This printed beautifully on Spoonflower's quilting weight cotton. Very pleased!
I'm glad you like the design, weavingmajor. I did do an insane amount of work coloring it. I had to withdraw the first version of the design because I discovered that resizing it overlapped the pixels, thus creating green. The problem ended up being a Photoshop image interpolation setting (bicubic) that had to be changed to "nearest neighbor" in order for the pixels to remain true and hard-edged. The second version works, with each pixel being true to the limited color palette. When I print the design on paper, the pixels are not overlapped, which was important to me. However, it never occurred to me that the thread count was 78 and four pixels will have to fit on each bit of thread! Oh my. The only scenario I considered was if a printing company had excess ink in the limited palette and wanted to get rid of it by using as much of it as possible. I realize that doesn't apply to fabric printers but the thought did amuse me. I have always been a huge fan of impressionism and pointillism in art. I've worked with watercolor and acrylic paints but never tackled any projects using those styles. With that in mind, I created my design using small bits of color, much like a tiny brush stroke or dot. If I had more time, I would have created more shadow with black and placed more white and yellow cast for sunlight to give it a proper "en plein air" touch. About the pixels, most of the design has color blocks that are five pixels wide, not one. Only some of the "green" sections are one pixel, most being color blocks of 5 yellow and 5 blue. Again, thank you for the comment. (Reposting this comment to correct the word "green" to "blue")
Posted about 6 years ago.
By the way, this particular version "Summer Flowers" is the one I withdrew from the contest. The version titled "Summer Flowers Contest Entry" is my contest entry.

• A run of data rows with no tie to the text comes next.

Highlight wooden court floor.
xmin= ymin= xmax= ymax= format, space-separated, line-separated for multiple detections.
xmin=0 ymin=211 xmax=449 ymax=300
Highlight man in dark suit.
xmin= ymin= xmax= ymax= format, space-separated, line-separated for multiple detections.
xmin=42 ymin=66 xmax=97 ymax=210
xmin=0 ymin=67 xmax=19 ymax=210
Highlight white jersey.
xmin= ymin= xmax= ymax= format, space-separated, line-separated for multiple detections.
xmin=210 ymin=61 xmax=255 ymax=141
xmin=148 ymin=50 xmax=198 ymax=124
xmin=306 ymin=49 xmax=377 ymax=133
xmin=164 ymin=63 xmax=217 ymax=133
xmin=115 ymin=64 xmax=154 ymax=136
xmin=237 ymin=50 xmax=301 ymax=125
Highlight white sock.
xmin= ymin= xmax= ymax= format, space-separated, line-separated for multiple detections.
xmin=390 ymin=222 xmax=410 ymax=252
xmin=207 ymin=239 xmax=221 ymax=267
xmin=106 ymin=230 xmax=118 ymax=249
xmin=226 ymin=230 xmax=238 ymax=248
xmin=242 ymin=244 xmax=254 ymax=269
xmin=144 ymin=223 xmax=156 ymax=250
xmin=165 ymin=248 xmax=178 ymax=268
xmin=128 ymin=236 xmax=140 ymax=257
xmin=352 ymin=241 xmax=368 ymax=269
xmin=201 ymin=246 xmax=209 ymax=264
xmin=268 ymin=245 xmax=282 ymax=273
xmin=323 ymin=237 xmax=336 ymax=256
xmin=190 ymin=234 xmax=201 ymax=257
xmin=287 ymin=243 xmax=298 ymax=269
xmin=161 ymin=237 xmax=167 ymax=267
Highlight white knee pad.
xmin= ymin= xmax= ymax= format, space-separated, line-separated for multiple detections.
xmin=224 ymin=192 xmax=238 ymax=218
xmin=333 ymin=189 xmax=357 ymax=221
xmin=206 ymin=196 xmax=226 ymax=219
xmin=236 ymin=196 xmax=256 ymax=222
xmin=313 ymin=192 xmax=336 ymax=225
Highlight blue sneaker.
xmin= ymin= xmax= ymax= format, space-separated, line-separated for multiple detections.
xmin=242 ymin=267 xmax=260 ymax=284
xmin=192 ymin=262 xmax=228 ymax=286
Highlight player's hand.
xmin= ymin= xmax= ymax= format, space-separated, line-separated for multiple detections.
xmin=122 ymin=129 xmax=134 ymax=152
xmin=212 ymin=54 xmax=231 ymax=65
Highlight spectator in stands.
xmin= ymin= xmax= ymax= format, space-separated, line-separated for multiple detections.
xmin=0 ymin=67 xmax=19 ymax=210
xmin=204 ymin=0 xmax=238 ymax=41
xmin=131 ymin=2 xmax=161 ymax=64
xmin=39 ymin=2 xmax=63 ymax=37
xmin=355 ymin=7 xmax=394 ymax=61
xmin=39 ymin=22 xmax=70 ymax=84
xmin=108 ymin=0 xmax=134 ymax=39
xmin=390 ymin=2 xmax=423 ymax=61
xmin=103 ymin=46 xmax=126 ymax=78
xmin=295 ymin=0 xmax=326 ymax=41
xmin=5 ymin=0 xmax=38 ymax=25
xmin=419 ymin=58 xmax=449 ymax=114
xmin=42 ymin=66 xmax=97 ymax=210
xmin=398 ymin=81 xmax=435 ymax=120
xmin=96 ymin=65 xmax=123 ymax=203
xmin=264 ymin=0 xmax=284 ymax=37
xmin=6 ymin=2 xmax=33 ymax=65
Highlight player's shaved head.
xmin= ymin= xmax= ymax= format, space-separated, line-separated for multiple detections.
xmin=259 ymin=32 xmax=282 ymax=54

it's truly a beautiful design and I can't imagine the amount of work you did to color it pixel by pixel.
I confess it's also kind of hard for me to accept as a real entry in the contest - this optical mixing seems a lot like using transparency to create new colors, especially when I can't zoom in enough to verify that yes you really only did use those five colors! (Yeah, I trust you, it's just weird to not be able to see it.) It feels like it follows the letter of the law but not the spirit of the law. But I have to confess, if it is indeed a side-step, it's a very creative one and well implemented here!
I'm curious, too, whether the pixels will show up ON THE FABRIC itself! If the print is 150 dpi and the thread count is 78, that means you'll be putting about four pixels on each bit of thread that shows (2x2 pixels) - I wonder how that will look! When you get your fabric, please do upload a close-up photo of a bit of it - I'd love to see how well those itty-bitty pixels of yours print - whether the blue-and-yellow dots stay that way, or whether the ink mixes and becomes green!
still and all, contest aside, it's a wonderful design and even if I didn't know about how you colored it I'd say you did a great job with the colors - they look lovely and summery-breezy - and I really love your leaf trellis!
This file ended up with color errors so I withdrew it from the contest and uploaded a similar version more in keeping with the rules.